The Southland Museum and Art Gallery, Anderson Park and Rugby Park were hot topics.
The council is dealing with safety, maintenance and the need for earthquake strengthening at the three facilities.
Resident Anke Habgood, a mother of four, said she was concerned her children could grow up without a proper museum if the council took any longer to make a decision about the matter.
She would like the renovation of the museum to be done " far more urgently" than was planned, she said.
"My two older children were 7 and 4 years old when the museum closed," she said.
"If the museum does not open again until 2026, then they will be potentially 16 and 13 years old when it reopens."
Anderson House Trust chairman Craig Macalister told councillors the 2018-28 plan had agreed to earthquake strengthen the house, install a lift and upgrade toilet facilities, at a cost of $1.7million, but this had not come to fruition.
A budget of $1.2million for earthquake strengthening and maintenance of the house was approved by the council in October last year, but no progress had been made yet.

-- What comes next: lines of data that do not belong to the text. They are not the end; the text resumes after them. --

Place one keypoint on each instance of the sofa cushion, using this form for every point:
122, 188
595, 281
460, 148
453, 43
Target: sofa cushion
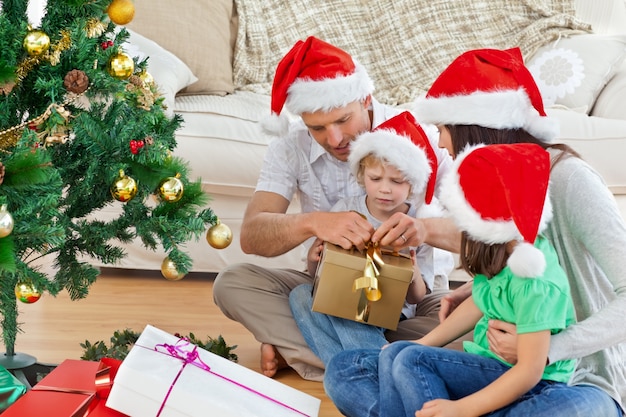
404, 44
199, 32
170, 73
572, 71
605, 16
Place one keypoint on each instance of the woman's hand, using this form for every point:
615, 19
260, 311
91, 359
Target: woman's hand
502, 338
440, 408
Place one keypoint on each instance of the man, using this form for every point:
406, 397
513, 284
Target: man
332, 95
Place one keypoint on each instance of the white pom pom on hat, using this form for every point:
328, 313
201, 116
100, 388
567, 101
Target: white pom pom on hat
498, 194
490, 88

"There is no publicly notified pathway as to when work will commence and the expected time for the work," he said in his submission.

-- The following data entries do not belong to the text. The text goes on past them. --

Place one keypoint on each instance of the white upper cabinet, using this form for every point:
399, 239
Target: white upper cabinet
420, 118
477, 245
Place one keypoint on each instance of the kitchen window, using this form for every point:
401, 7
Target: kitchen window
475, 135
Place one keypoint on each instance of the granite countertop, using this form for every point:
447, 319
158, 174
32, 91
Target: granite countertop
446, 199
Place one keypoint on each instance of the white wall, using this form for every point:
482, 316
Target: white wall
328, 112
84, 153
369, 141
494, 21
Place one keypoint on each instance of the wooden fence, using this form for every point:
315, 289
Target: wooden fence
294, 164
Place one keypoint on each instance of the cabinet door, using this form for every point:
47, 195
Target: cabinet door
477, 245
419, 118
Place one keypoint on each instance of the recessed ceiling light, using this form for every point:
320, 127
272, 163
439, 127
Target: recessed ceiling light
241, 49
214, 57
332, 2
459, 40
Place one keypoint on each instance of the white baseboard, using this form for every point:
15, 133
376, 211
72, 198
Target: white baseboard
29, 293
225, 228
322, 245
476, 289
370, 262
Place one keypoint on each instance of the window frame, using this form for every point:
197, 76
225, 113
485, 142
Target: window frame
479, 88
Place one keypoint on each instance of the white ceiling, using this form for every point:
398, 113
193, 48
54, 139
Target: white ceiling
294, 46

Rugby Southland general manager Steve Mitchell urged the council to work on a solution for the problems at Rugby Park.
Its office was closed and part of grandstand could not be used, for safety reasons.
"The board of Rugby Southland have stated no staff, players or visiting teams can access these areas until it has been deemed safe."
He urged the council to make progress on the matter and highlighted the importance of the sport for the region and country.